In the main directory run ./mvnw spring-boot:run to start application server.
To run all unit tests, ./mvnw test

mvnw is a Maven wrapper which is our build automation tool and dependency manager. The wrapper makes it easier so you don't need to install Maven on your system.

New log files can go in /logs folder.
Config changes can be made to /resources/application.properties

Testing

Use a browser or terminal to test the REST WS.
Note, I am using basic http authentication to secure the WS.
UN: cribl PW: password

  • WS via Web browser:
  • WS via Terminal:
    • Use curl -u cribl:password "http://localhost:8080/cribl/log/tail?filename=test.txt"
  • Unit Tests:
    • Use ./mvnw test. This will run all unit tests

Sample login page if testing HTTP GET through a web browser:

image

After that, you will get the JSON response returned directly in the browser due to my serializer settings in the MVC app.

For large text files, I used publically available ones at: https://github.com/logpai/loghub?tab=readme-ov-file
I used a sample Hadoop log file 1.6GB in size, available for download here

API Schema

Request http://localhost:8080/cribl/log/tail?fileName=<filename>&numEntries=<number>&filter=<text to filter each line for>

fileName: Any alphanumeric character, space, or period punctuation
numEntries: Any value from 1 to 100. The upper limit is configurable via config properties. Limits malicious user potentially maxing out value and running out of JVM memory on very large files.
filter: A string keyword or search term to search for. Same alphanumeric and space character restrictions 

Possible HTTP Responses

HTTP 200 OK

{
  "logEntries": [
    "Log line 7",
    "Log line 6",
    "Log line 5"
  ],
  "filterUsed": "Log Line"
}

HTTP 400 Bad Request

{
  "type": "about:blank",
  "title": "Bad Request",
  "status": 400,
  "detail": "File name or filter input is invalid. Only alphanumeric characters, numbers, spaces, and periods are allowed.",
  "instance": "/cribl/log/tail"
}

HTTP 404 Not Found

{
  "type": "about:blank",
  "title": "Not Found",
  "status": 404,
  "detail": "File does not exist on server: data/tester.txt",
  "instance": "/cribl/log/tail"
}

HTTP 429 Too Many Requests

{
  "type": "about:blank",
  "title": "Too Many Requests",
  "status": 429,
  "detail": "Reached maximum number of file watchers: 2",
  "instance": "/cribl/log/tail"
}

HTTP 401 Unauthorized (When login fails)


Future System Design

Primary/Secondary Log Proxy

In the questionaire form, it was posed for extra credit to develop a solution for a leader and follower cluster setup where one app server could be queried for log files and it would subsequently requests the log from multiple other secondary servers.
I ran out of time to implement this but I'll try to get to it within the next day or two for fun and issue a Pull Request!
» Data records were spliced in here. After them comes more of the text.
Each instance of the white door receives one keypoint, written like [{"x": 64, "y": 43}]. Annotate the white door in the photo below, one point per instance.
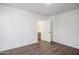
[{"x": 47, "y": 30}]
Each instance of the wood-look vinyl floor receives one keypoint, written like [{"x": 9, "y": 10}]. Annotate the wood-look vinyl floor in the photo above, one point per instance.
[{"x": 44, "y": 48}]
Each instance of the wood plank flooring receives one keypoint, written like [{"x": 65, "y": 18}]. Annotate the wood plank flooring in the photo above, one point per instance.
[{"x": 44, "y": 48}]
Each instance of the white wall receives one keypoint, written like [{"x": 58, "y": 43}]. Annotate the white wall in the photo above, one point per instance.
[
  {"x": 17, "y": 27},
  {"x": 66, "y": 28}
]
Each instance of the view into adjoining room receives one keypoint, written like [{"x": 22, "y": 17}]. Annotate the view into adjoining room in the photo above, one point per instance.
[{"x": 39, "y": 29}]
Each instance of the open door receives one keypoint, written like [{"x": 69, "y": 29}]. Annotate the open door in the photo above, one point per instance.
[{"x": 47, "y": 30}]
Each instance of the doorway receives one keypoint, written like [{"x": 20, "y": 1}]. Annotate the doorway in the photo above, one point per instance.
[
  {"x": 45, "y": 30},
  {"x": 40, "y": 30}
]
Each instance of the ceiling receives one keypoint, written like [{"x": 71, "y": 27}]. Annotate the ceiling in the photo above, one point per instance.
[{"x": 45, "y": 9}]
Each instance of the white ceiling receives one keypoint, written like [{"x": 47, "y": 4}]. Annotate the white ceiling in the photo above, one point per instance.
[{"x": 44, "y": 9}]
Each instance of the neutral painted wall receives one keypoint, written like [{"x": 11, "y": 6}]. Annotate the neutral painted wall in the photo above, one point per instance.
[
  {"x": 17, "y": 27},
  {"x": 66, "y": 28}
]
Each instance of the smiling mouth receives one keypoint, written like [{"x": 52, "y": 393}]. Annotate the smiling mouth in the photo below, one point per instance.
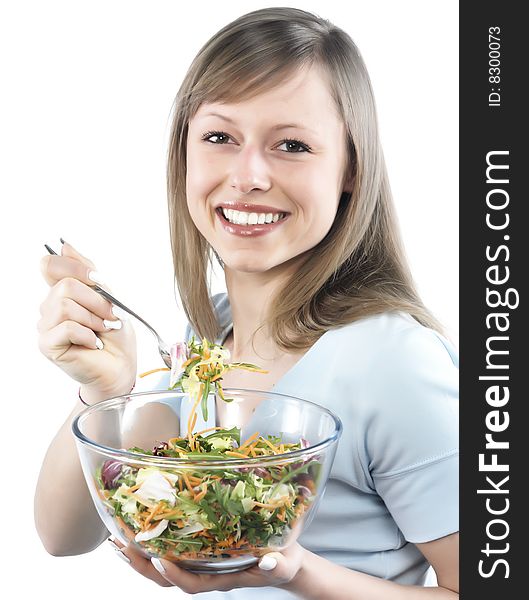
[{"x": 247, "y": 219}]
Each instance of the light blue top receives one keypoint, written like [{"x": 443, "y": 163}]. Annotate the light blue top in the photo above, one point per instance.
[{"x": 394, "y": 480}]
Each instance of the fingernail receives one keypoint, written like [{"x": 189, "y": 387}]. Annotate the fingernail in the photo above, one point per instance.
[
  {"x": 267, "y": 563},
  {"x": 157, "y": 565},
  {"x": 119, "y": 313},
  {"x": 123, "y": 556},
  {"x": 111, "y": 541},
  {"x": 96, "y": 277}
]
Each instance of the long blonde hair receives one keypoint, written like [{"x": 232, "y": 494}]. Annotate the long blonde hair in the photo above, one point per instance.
[{"x": 360, "y": 268}]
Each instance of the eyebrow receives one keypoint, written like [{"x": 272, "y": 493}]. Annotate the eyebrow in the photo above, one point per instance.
[{"x": 275, "y": 128}]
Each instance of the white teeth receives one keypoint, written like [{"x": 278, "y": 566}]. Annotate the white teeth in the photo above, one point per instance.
[{"x": 244, "y": 218}]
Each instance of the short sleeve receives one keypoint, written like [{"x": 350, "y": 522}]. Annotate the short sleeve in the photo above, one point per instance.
[{"x": 412, "y": 434}]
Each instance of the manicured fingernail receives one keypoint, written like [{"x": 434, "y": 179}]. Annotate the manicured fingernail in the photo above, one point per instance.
[
  {"x": 157, "y": 564},
  {"x": 119, "y": 313},
  {"x": 96, "y": 277},
  {"x": 123, "y": 556},
  {"x": 267, "y": 563},
  {"x": 112, "y": 542}
]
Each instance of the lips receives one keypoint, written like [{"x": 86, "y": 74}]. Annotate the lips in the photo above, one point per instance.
[
  {"x": 246, "y": 207},
  {"x": 248, "y": 230}
]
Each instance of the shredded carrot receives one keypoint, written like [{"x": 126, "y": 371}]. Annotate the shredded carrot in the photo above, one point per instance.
[
  {"x": 188, "y": 484},
  {"x": 153, "y": 371},
  {"x": 269, "y": 443},
  {"x": 209, "y": 429},
  {"x": 201, "y": 494},
  {"x": 237, "y": 454},
  {"x": 250, "y": 439}
]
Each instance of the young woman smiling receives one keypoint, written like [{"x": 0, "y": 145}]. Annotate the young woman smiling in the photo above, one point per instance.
[{"x": 275, "y": 169}]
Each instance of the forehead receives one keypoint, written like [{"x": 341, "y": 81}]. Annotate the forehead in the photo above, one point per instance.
[{"x": 301, "y": 100}]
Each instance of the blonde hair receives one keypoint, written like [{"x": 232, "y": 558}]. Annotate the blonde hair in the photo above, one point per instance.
[{"x": 359, "y": 269}]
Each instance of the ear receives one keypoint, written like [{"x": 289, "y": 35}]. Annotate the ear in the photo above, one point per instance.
[{"x": 348, "y": 184}]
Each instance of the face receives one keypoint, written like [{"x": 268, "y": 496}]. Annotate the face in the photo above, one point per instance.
[{"x": 246, "y": 167}]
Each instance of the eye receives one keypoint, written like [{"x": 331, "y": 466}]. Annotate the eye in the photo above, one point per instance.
[{"x": 302, "y": 147}]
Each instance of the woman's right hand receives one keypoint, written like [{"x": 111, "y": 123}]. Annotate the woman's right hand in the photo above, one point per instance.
[{"x": 72, "y": 333}]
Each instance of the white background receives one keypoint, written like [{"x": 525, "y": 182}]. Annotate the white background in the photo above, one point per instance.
[{"x": 87, "y": 90}]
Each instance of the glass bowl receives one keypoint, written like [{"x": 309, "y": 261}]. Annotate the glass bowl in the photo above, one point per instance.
[{"x": 215, "y": 514}]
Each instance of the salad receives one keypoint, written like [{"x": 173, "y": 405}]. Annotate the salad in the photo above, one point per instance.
[{"x": 196, "y": 513}]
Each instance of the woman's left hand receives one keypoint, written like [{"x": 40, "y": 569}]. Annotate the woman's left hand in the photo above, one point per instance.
[{"x": 289, "y": 562}]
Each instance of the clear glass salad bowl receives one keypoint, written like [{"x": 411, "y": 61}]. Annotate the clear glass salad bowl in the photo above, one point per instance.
[{"x": 247, "y": 480}]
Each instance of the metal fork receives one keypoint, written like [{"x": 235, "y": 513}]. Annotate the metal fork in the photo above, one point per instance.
[{"x": 163, "y": 348}]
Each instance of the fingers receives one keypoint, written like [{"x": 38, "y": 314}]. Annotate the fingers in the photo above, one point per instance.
[
  {"x": 71, "y": 300},
  {"x": 54, "y": 268},
  {"x": 139, "y": 563},
  {"x": 57, "y": 341}
]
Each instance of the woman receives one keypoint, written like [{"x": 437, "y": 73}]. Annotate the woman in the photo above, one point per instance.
[{"x": 275, "y": 168}]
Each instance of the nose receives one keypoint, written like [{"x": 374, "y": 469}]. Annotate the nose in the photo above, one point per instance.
[{"x": 250, "y": 171}]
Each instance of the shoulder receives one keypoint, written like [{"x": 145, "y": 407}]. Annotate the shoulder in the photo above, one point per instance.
[
  {"x": 389, "y": 343},
  {"x": 405, "y": 389}
]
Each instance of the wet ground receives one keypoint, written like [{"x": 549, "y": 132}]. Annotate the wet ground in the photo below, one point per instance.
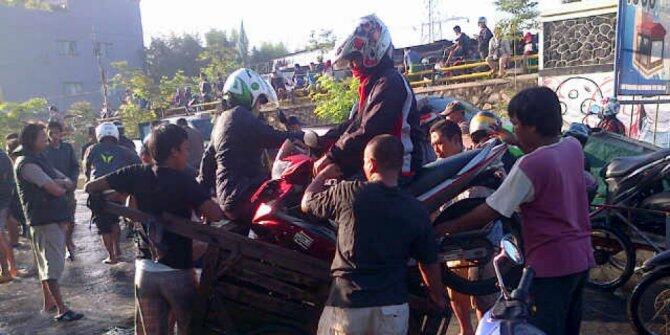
[{"x": 104, "y": 294}]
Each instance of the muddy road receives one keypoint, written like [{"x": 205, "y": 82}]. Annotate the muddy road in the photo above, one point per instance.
[{"x": 104, "y": 293}]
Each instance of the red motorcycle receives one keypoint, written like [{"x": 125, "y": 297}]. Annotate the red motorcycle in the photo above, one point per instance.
[{"x": 278, "y": 219}]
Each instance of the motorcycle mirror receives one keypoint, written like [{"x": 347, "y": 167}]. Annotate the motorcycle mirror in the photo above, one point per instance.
[
  {"x": 511, "y": 250},
  {"x": 595, "y": 109},
  {"x": 311, "y": 139}
]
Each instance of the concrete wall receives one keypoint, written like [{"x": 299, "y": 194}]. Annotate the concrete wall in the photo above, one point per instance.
[{"x": 32, "y": 62}]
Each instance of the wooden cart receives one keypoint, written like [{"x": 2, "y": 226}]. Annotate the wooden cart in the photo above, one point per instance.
[{"x": 252, "y": 287}]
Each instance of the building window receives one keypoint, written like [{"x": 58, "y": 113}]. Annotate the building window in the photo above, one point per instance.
[
  {"x": 105, "y": 49},
  {"x": 73, "y": 88},
  {"x": 67, "y": 48}
]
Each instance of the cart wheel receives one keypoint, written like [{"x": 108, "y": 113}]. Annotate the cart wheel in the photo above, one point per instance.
[{"x": 614, "y": 255}]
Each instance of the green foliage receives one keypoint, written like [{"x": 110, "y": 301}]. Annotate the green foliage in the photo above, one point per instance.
[
  {"x": 168, "y": 86},
  {"x": 243, "y": 45},
  {"x": 334, "y": 98},
  {"x": 13, "y": 115},
  {"x": 167, "y": 55},
  {"x": 321, "y": 40},
  {"x": 267, "y": 51},
  {"x": 521, "y": 14},
  {"x": 132, "y": 115}
]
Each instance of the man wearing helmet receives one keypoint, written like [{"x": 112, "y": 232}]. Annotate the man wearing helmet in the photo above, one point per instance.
[
  {"x": 610, "y": 122},
  {"x": 102, "y": 158},
  {"x": 386, "y": 103},
  {"x": 233, "y": 161},
  {"x": 483, "y": 38}
]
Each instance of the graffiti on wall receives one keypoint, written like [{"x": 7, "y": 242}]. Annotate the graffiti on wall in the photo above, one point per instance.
[{"x": 577, "y": 94}]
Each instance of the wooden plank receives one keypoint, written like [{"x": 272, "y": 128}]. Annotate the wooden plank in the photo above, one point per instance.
[
  {"x": 263, "y": 302},
  {"x": 251, "y": 248},
  {"x": 275, "y": 285},
  {"x": 277, "y": 272}
]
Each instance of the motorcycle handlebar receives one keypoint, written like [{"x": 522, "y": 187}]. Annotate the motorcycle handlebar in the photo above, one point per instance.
[{"x": 523, "y": 290}]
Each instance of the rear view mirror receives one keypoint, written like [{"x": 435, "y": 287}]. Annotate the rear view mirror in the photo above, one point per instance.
[{"x": 511, "y": 250}]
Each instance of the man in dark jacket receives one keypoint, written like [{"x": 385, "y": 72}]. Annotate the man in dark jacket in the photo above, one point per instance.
[
  {"x": 62, "y": 156},
  {"x": 105, "y": 157},
  {"x": 233, "y": 160},
  {"x": 386, "y": 102}
]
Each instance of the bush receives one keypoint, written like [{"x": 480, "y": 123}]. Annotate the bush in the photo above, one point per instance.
[{"x": 334, "y": 98}]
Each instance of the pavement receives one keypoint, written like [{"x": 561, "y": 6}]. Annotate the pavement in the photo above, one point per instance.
[{"x": 104, "y": 294}]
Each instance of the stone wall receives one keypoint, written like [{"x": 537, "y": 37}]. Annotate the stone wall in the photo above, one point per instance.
[{"x": 580, "y": 41}]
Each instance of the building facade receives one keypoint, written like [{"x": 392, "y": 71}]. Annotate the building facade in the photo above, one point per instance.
[{"x": 52, "y": 53}]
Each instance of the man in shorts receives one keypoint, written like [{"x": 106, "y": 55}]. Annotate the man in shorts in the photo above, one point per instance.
[
  {"x": 105, "y": 157},
  {"x": 42, "y": 191},
  {"x": 63, "y": 157},
  {"x": 164, "y": 276}
]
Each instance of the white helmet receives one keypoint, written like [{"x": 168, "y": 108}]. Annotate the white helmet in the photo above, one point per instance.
[
  {"x": 106, "y": 129},
  {"x": 245, "y": 86},
  {"x": 371, "y": 39}
]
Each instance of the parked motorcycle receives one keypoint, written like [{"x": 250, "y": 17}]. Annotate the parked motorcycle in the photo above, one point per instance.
[
  {"x": 633, "y": 217},
  {"x": 509, "y": 315},
  {"x": 279, "y": 220},
  {"x": 649, "y": 305}
]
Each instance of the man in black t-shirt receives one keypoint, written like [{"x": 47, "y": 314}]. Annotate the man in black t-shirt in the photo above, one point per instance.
[
  {"x": 379, "y": 227},
  {"x": 164, "y": 279}
]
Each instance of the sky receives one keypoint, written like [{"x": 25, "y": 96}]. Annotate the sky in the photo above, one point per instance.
[{"x": 291, "y": 21}]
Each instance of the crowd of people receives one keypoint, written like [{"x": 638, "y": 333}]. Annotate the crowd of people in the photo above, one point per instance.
[
  {"x": 492, "y": 47},
  {"x": 381, "y": 147}
]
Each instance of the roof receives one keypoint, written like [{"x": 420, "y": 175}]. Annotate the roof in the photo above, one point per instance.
[{"x": 652, "y": 29}]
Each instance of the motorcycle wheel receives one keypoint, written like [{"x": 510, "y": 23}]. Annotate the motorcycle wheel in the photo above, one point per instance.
[
  {"x": 649, "y": 305},
  {"x": 614, "y": 255}
]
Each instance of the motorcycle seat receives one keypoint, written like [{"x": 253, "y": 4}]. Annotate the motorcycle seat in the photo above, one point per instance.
[
  {"x": 432, "y": 174},
  {"x": 659, "y": 201},
  {"x": 619, "y": 167}
]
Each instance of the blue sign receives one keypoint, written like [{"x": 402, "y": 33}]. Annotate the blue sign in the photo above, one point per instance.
[{"x": 643, "y": 48}]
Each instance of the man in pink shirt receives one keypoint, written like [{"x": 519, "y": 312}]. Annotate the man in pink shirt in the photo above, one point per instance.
[{"x": 547, "y": 187}]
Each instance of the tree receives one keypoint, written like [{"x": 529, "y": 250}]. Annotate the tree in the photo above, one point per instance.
[
  {"x": 321, "y": 40},
  {"x": 267, "y": 51},
  {"x": 334, "y": 98},
  {"x": 220, "y": 54},
  {"x": 13, "y": 115},
  {"x": 80, "y": 116},
  {"x": 243, "y": 45},
  {"x": 521, "y": 14},
  {"x": 167, "y": 55}
]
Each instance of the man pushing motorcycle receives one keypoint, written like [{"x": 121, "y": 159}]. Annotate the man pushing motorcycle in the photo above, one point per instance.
[
  {"x": 386, "y": 103},
  {"x": 233, "y": 160}
]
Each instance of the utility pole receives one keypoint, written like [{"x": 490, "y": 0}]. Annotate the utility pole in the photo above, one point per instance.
[{"x": 97, "y": 52}]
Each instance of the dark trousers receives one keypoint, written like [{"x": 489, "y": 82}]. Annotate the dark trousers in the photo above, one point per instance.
[{"x": 558, "y": 303}]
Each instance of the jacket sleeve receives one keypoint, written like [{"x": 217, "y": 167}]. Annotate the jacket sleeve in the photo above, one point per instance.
[
  {"x": 74, "y": 166},
  {"x": 382, "y": 115},
  {"x": 270, "y": 137},
  {"x": 207, "y": 174}
]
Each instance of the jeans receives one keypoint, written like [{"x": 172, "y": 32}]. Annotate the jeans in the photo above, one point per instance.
[{"x": 558, "y": 303}]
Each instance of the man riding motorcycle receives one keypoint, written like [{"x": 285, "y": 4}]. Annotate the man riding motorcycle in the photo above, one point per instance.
[
  {"x": 386, "y": 103},
  {"x": 233, "y": 160}
]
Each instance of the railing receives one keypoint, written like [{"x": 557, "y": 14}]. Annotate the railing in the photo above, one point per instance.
[{"x": 447, "y": 74}]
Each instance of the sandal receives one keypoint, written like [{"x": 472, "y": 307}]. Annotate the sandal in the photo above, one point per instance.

Here would be my potential design:

  • Use a shared distributed message queue (like Kafka or RabbitMQ) to communicate that a new node has joined the group. Communication would be pub/sub done on a preset topic.
  • When a new log machine starts up, it broadcasts a register message out to the topic msg queue with it's URL server address (pub)
  • Each machine processes this message (sub) and saves it into an in memory list of machines
  • Expose a new endpoint in the shared app code called /primary/.. with the same follow URI for tailing a file. So example:/primary/cribl/log/tail?filename=test.txt
  • When the primary endpoint is called, it simply looks into it's in memory list of registered machines, and proxies an HTTP Get request to each of them. The response structure of the API could be updated to include server name and tail list for each.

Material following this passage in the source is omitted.